Refuge in times of economic turmoil

Copyright: David Lawson

Published in Property Week October 2008


This is what everyone has been waiting for: a full-blooded economic crisis.  This is when managed space is meant to prove itself by providing refuge for those too scared or broke to take conventional tenancies.  The message has bounced off sceptics in the decade since Regus and MWBEX were touted as the future of property. The dotcom crash didn’t help, as things did not go according to plan. Short-term occupancy rates also crashed.

  This time the signs look more promising. Regus profits rose 40% in the first half of 2008 while MWBEX says revenue per workstation jumped 12%. Similar buoyancy percolates through unlisted operators as occupancy rates soar. Inquiries were 25% higher in September than a year ago, says agent Instant Offices. ‘Everyone is doing well because business centres have evolved beyond the dotcom aftermath into an acceptable strategy for occupiers,’ says David Saul, chief executive of BE Group.

   Investors seem less convinced. John Spencer, MD of MWBEX, despairs that his shares continue to be battered. Financial analysts have also raised warning flags over Regus. This perverse response stems from the threat hanging over all property: shortage of capital. Yet MWBEX has repaid all loans and has a £13m bank facility. Avanta, Evans Easyspace, BE, Bizspace and UBC all have resources from private backers.

  Now is a good time to flex those financial muscles, says Avanta chief executive David Alberto.  Freehold prices have crashed, tempting him back into considering purchases in London after two years of leasing and management deals. He could buy at a level which supported letting at less than £300/desk.  Saul is hamstrung by the credit crunch even though BE is only 50% geared. Instead, he is spending £12m refurbing three London centres totalling more than 100,000 sq ft and dreaming about a new 60,000 sq ft one when restrictions ease.

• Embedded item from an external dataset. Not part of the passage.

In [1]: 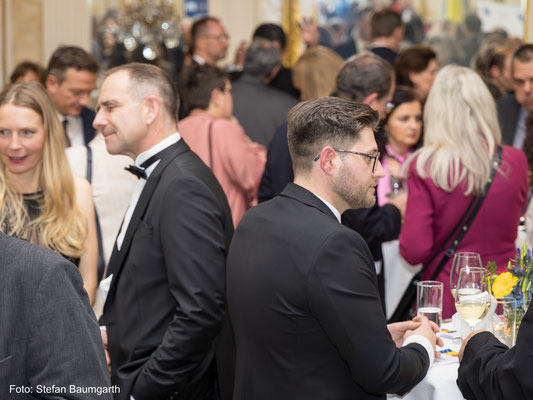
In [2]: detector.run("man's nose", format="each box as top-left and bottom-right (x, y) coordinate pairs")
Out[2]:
(78, 92), (90, 107)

   Some have never stopped buying. Bizspace has acquired 15 sites, reflecting demand from small tenants. ‘Centres with financial service clients may be suffering but we serve mainly industrial and professional services which are still OK,’ says MD Gareth Evans.

  UBC opened 17 centres which are filling fast, says MD Philip Grace. Ironically this is partly because of capital shortages. Small firms which normally buy premises are reluctant to commit money as recession bites. ‘But they don’t want long leases, as they will spend when the economy recovers,’ he says.

  Others are more concerned with consolidation. Spencer is building cashflow by pushing up yields on existing centres and closing those that don’t perform. Even MLS, for years the acquisition king, has slowed expansion as it squeezes the pips on current assets.

Operators seem genuinely surprised that the normal summer downturn failed to materialise, even though this supports their belief that tightening belts will push demand in their direction.  London is remarkably strong, although Officebroker MD Jim Venables says tenants are ‘watching their pennies’, aiming for Mayfair fringes rather than its heart and paying £800/desk rather than £1,000.  Provincial centres are less buoyant but the picture is blurred. Some are submerged in new space, spurring price-cutting and heavy letting incentives, yet Grace has been overwhelmed by demand for new centres in Telford and Oldham.

   Operators are competing hard everywhere, says Rob Hamilton, MD of Instant Offices. ‘But there is no shortage of tenants wishing to take up space.’  Operators are boosting services and intensifying hands-on management to keep existing tenants. Saul says extra management costs are dwarfed by the expense of re-letting, which can soak up a quarter of income.

   The future may hang on whether a flood of redundancies as the economy contracts will translate into lettings as people set up their own businesses and larger companies outsource, says Tom Stokes, chairman of the Business Centres Association and head of Evans Easyspace. ‘It would be a brave person who predicts how long the SME sector continues to be resilient in the current economic turmoil.’

 

It might be exaggerating to say Richard Douglas is revelling in the economic meltdown but the Managed Office Solutions MD is unlikely to be shedding too many tears. Profits soared 20% last year from surplus corporate offices transformed into money-spinning managed space for ‘reluctant landlords’.  Douglas expects a repeat performance in 2009, helped by an influx of new clients. He is offering to ‘eke out several more years of life’ from property scheduled for demolition but frozen by the credit crunch.  Other problems such as planning delays and empty rates should provide rich pickings among landlords. That will also give Mark Dixon something to smile about, as the Regus chief forked out a mere £1.85m for MoS two years ago when it already had an annual £1.65m turnover.